Running migrations is hard, especially when you’re dealing with an ever-changing, sophisticated data model. Or, better put, running migrations can be hard. Having dealt with every type of migration problem imaginable here at VTS, over the years we’ve developed a system that actually makes migrating one of the smoothest parts of our deployment process.
It’d be selfish to keep this knowledge entirely to ourselves, so here it is. Below are three very simple principles that will save you 95% of the hassle associated with database migrations. And yes, you’re right - I made up the 95% figure. In reality, I’m sure it’s much higher.
Make all data migrations asynchronous background jobs
In order to successfully deploy an app without bringing it down for too long, it’s essential that the db:migrate process executes quickly.
Imagine the following scenario: right before the deploy, one of your engineers opens a pull request that renames a heavily used column in one of your models. She replaces all the references to the old name in the code by the new one, and she adds a migration that changes the actual name. Simple enough - renaming migrations run very quickly, so the app should be good to go in a matter of seconds, right? You merge the pull request and deploy.
Well, suppose that earlier that day another engineer created a different, much longer migration. Let’s say he added a column that stores some computed value so you don’t have to waste time calculating it every time. In addition to the
add_column line of code, he included a little script that iterates through all the rows in the table and populates the newly added column. Say this script takes thirty minutes to run.
Now when you deploy, the code change will be made and the db:migrate process will start, but it’ll be stuck on the data migration for thirty minutes before it gets to actually renaming the column. For that half hour, the app will be essentially unusable! The code will keep trying to reference the new column name, but the database will still have the old one, resulting in a whole lot of errors being thrown (and some very unhappy users).
I don’t have to tell you that this could turn into a very serious problem. Thirty minutes is a rather optimistic case - we’ve deployed migrations that took hours to run. Fortunately, there is a very simple solution. All you have to do is create a background worker (we use Sidekiq) that will perform the data migration. That way you can add the computed value column, quickly kick off the background job, and keep going.
What’s interesting about this particular scenario is that the data migration wasn’t too important (it was just a cached value), so it’s likely the engineer wasn’t too concerned about it. But you never know what might come after your migration - that’s why we make it a rule here at VTS to put all data migrations into background jobs, regardless of importance or estimated duration.
All background jobs should be idempotent
“Idempotent” is a fancy word describing a very simple concept. A process is said to be idempotent if running it several times has the same result as running it just once.
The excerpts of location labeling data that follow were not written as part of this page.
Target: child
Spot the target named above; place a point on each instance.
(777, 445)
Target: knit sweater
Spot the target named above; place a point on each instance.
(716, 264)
For example, the line
x += 1 is not idempotent - running it three times will result in a different value of x than if you were to run it just once. A line like
x = 5 would be considered idempotent.
Background jobs blow up - a lot. That’s why Sidekiq has a ‘retry’ feature, which, when a job fails, waits a bit of time and runs it again. The reasons for failure vary tremendously - you may have made a syntax error, the database could be thread-locked, or your script may have made some assumptions about the data that weren’t true in every case. Even if you code is absolutely perfect (which never happens), it could be that another Sidekiq job has a memory leak, forcing the entire process to restart.
While trying to minimize these kinds of failures is a noble pursuit that you might wanna spend some time on, the fact of the matter is that your jobs will often fail and retry - it’s just part of life. That’s why it’s imperative that you make every background job, and especially every data migration, completely idempotent.
Doing this is usually fairly simple. Are you going through all the rows of some table and updating a value? Find a way to keep track of which rows you’ve already completed, and in the case of failure start where you last left off. If that’s too tricky, don’t worry - just start from scratch and make sure your actually operation is idempotent. For instance, recalculate the entire value instead of just adding to it. It may take a bit longer, but it’s nothing compared to the time you’d waste trying to fix up butchered data.
Don’t delete obsolete columns or tables until a week later
Building an application with a sophisticated data model (like VTS), you will inevitably have to delete columns, or even entire tables. Perhaps you simplified your model and were able to get rid of a column you didn’t really need (yay!). More often, as the app grows, what used to be a column gets broken out into a table of its own.
Either way - you make a pull request that makes all the necessary changes, creates all the new tables and columns and migrates the data over. Then you delete the column. Satisfied with your work, you deploy…
… and roll back the next day. Maybe the feature had bugs, maybe the users didn’t like it, or maybe the platform ended up just not being ready. Whatever it may be, rolling back is as much a part of our daily lives as those three cups of coffee we down before lunch.
Deleting a column or a table makes rolling back very hard. In some cases, you might be able to reverse engineer what was in it, but why bother? The cost of keeping the obsolete data around for another week is trivial compared to the convenience it provides.
One week is an arbitrary choice - you can do one month, you can do a couple of days. You can vary it based on the specifics of the situation. What’s important is that you only delete the column or table once you’re confident you won’t be rolling back.